Symptoms like pain during sex or urination are common signs of an STD, but they can also indicate a bacterial infection in your urinary tract. 

Your urinary tract consists of your kidneys, bladder, the tubes between your kidneys and bladder, and your urethra, the tube that urine uses to exit your body. When any part of this tract becomes inflamed or infected because of an invader, you have a urinary tract infection (UTI). Millions of women and some men get UTIs each year, and it usually isn’t serious unless it reaches your kidneys. UTIs occur when bacteria get into your urinary tract, usually via your urethra. This can occur as a result of bacteria from your colon reaching the area or from an STD. Women are more prone to UTIs simply because of the arrangement of their anatomy.

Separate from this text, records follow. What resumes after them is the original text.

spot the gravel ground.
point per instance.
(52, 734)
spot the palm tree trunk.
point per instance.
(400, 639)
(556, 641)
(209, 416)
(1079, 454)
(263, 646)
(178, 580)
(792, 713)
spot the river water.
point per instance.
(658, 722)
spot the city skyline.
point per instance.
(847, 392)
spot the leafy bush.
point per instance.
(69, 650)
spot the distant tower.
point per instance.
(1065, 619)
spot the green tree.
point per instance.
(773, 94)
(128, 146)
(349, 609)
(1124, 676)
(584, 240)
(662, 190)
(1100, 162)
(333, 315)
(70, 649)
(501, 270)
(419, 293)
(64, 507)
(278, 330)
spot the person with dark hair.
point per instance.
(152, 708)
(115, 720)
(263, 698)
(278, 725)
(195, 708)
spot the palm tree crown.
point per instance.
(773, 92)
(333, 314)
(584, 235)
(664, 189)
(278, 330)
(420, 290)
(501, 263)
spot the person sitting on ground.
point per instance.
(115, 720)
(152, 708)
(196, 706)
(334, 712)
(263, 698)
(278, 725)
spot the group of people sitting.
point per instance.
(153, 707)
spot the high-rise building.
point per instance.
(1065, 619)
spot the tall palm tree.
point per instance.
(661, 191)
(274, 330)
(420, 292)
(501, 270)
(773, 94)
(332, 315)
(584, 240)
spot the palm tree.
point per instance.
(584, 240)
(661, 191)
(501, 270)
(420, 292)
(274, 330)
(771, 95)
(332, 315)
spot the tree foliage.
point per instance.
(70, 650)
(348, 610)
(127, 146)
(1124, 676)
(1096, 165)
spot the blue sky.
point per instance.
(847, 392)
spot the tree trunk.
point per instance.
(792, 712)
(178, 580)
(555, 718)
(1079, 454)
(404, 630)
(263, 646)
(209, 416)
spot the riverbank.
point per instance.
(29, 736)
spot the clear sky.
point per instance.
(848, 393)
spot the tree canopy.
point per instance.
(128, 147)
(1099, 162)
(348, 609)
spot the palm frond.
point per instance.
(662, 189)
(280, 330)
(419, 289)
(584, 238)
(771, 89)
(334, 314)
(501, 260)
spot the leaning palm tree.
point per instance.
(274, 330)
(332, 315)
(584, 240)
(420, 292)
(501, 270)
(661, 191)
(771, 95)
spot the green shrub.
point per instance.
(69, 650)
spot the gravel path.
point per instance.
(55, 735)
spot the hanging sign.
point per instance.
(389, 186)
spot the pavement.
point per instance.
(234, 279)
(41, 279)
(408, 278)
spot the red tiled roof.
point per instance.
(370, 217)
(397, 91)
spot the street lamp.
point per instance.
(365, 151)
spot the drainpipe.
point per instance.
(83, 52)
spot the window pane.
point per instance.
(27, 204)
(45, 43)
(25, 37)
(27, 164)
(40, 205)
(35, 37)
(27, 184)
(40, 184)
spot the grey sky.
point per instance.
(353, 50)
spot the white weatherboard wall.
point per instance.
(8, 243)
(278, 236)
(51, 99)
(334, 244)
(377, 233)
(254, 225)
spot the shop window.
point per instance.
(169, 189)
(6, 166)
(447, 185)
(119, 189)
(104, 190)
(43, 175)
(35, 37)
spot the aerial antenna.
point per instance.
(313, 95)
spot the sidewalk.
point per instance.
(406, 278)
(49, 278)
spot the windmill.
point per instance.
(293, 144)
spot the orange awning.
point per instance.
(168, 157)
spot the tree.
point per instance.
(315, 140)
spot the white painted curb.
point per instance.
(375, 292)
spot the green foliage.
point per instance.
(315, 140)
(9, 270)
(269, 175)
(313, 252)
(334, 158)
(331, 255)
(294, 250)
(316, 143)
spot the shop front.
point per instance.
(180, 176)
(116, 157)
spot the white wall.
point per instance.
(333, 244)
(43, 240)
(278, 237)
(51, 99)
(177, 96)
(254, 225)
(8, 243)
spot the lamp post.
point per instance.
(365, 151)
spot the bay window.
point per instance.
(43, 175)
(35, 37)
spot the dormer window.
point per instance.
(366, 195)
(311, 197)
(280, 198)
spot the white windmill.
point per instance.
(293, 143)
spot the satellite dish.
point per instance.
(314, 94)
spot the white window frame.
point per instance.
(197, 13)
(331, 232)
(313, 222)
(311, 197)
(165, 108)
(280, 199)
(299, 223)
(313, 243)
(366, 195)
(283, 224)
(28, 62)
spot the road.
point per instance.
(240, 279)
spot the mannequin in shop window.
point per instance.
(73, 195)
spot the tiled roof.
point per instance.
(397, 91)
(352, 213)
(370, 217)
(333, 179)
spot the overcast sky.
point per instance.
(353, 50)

Some urinary tract infections come without any noticeable symptoms while others cause discomfort or even excruciating pain. Nonetheless, there are signs you should watch out for to determine whether your urinary tract is infected. The earlier you seek treatment, the better chance you have of keeping the infection from reaching your kidneys. Signs and symptoms of UTIs include:

  • Pain or stinging while urinating
  • A persistent need to urinate
  • Small amounts of urine coming out frequently
  • Cloudy urine
  • Foul-smelling urine
  • Red, pink, or brown colors in your urine

In addition to these symptoms, some who get UTIs also notice a dull pain in their pelvis as the infection spreads. A UTI in the kidneys causes worse symptoms that affect your whole body, like fever, chills, and vomiting.